The statutes often bar victims from seeking prosecution of their abusers as adults. Marci Hamilton, a professor at the Benjamin N. Cardozo School of Law at Yeshiva University, says changing the statute of limitations "has turned out to be the primary front for child sex abuse victims."
Hamilton, who represents plaintiffs in sexual abuse suits, says limits have already been lifted or eased in more than 30 states in criminal prosecutions of some type of abuse.
"Even when you have an institution admitting they knew about the abuse, the perpetrator admitting that he did it, and corroborating evidence, if the statute of limitations has expired, there won't be any justice," Hamilton told The New York Times.
Meanwhile, the Catholic Church has lobbied hard against such measures, arguing retroactive charges are aimed at bankrupting the church rather than seeking justice. In Colorado and New York, the church has hired high-priced lobbying and public relations firms to aid in the fight against such bills, while in other states bishops have personally pressed lawmakers to defer them.
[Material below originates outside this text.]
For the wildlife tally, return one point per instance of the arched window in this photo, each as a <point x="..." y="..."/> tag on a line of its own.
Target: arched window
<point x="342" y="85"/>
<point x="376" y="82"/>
Patrick Brannigan, executive director of the New Jersey Catholic Conference, testified before the state Legislature in January in opposition to a proposal to abolish the statute of limitations in civil cases.
"How can an institution defend itself against a claim that is 40, 50 or 60 years old? Statutes of limitations exist because witnesses die and memories fade," Brannigan told the Legislature. "This bill would not protect a single child."